Due to the limitations on space and the number of citations for this review, highlights from selected guidelines and publications on VAP prevention in adults, primarily published after January 1, 2003, were included. Emphasis was placed on new concepts, controversies, and barriers to implementing beneficial, cost-effective programs aimed at reducing VAP and improving patient outcomes.

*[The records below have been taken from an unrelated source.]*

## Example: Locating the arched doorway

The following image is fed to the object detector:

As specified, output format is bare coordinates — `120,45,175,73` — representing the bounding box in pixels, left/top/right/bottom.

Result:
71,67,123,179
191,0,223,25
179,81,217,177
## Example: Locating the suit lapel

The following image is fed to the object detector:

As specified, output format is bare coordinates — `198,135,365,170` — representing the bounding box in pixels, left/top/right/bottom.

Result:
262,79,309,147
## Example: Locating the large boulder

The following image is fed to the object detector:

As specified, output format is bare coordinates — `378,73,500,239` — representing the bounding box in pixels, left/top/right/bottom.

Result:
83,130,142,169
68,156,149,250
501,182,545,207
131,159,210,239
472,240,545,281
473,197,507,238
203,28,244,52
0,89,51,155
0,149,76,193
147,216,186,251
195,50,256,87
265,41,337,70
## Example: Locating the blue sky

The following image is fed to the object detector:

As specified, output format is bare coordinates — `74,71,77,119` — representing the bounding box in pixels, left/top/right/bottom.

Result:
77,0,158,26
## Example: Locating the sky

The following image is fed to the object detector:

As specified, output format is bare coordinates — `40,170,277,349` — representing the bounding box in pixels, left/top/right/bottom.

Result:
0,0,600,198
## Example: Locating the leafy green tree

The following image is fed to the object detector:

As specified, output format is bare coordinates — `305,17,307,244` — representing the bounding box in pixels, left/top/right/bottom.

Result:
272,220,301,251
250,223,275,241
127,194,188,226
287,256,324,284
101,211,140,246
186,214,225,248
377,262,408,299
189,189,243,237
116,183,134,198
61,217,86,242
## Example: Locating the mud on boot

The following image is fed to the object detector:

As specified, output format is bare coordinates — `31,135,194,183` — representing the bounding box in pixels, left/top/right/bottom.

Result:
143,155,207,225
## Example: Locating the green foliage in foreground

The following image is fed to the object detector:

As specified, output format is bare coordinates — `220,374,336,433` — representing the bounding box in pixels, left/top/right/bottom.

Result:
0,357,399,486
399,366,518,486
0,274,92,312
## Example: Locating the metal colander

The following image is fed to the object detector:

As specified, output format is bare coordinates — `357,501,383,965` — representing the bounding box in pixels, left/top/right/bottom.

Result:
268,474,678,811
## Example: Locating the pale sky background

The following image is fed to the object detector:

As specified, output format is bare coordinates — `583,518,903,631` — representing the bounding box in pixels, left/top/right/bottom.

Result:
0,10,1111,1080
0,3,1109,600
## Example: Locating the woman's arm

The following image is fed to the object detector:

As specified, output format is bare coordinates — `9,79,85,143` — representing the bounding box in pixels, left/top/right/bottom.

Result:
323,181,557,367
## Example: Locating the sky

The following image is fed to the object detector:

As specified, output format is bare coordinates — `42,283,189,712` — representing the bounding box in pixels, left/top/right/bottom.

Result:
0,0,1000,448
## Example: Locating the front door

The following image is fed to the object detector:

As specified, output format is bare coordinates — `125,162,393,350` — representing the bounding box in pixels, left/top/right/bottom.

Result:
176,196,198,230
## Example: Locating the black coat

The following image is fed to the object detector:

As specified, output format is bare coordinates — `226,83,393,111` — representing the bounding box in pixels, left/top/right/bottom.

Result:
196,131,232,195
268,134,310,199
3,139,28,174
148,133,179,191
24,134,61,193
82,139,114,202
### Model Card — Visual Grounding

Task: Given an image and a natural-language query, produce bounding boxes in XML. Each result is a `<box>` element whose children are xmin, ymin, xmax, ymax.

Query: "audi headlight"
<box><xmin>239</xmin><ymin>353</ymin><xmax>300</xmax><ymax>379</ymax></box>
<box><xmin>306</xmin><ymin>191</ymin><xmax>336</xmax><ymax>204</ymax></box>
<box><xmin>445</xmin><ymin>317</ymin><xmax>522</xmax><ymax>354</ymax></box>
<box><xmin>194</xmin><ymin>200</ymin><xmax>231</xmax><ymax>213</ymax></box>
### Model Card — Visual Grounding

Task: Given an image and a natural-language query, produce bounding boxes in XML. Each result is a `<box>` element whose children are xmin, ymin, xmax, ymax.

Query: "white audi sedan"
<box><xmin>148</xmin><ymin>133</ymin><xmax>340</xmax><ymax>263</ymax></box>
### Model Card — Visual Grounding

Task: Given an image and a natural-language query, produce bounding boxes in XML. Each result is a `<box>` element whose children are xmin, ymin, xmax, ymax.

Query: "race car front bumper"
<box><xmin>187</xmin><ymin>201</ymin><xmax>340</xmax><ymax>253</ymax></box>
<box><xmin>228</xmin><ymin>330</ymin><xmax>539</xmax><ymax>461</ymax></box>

As with the general population, hospitalized patients are now older and have more comorbidities immune dysfunction, invasive procedures, and exposure to antibiotics. Patients are also increasingly mobile and more likely to reside in short-term and long-term health-care settings, increasing the risk of colonization, person-to-person transmission, and infection with MDR pathogens. MDR Gram-negative bacilli, such as P aeruginosa, Klebsiella pneumoniae, and Acinetobacter species, often result into higher patient mortality, longer hospital stays, poorer functional status at discharge, and need for transitional care”
MRSA now accounts for > 50% of the ICU-acquired staphylococcal infections in the United States, is associated with significant mortality and morbidity, and is a challenge for infection control teams. The rapid emergence of community-acquired MRSA infection and its increasing role in hospitals is of great concern, as these isolates are genetically distinct from hospital strains, and often carry the Pantin-Valentine leukocidin virulence factor, which presents greater clinical and infection control challenges.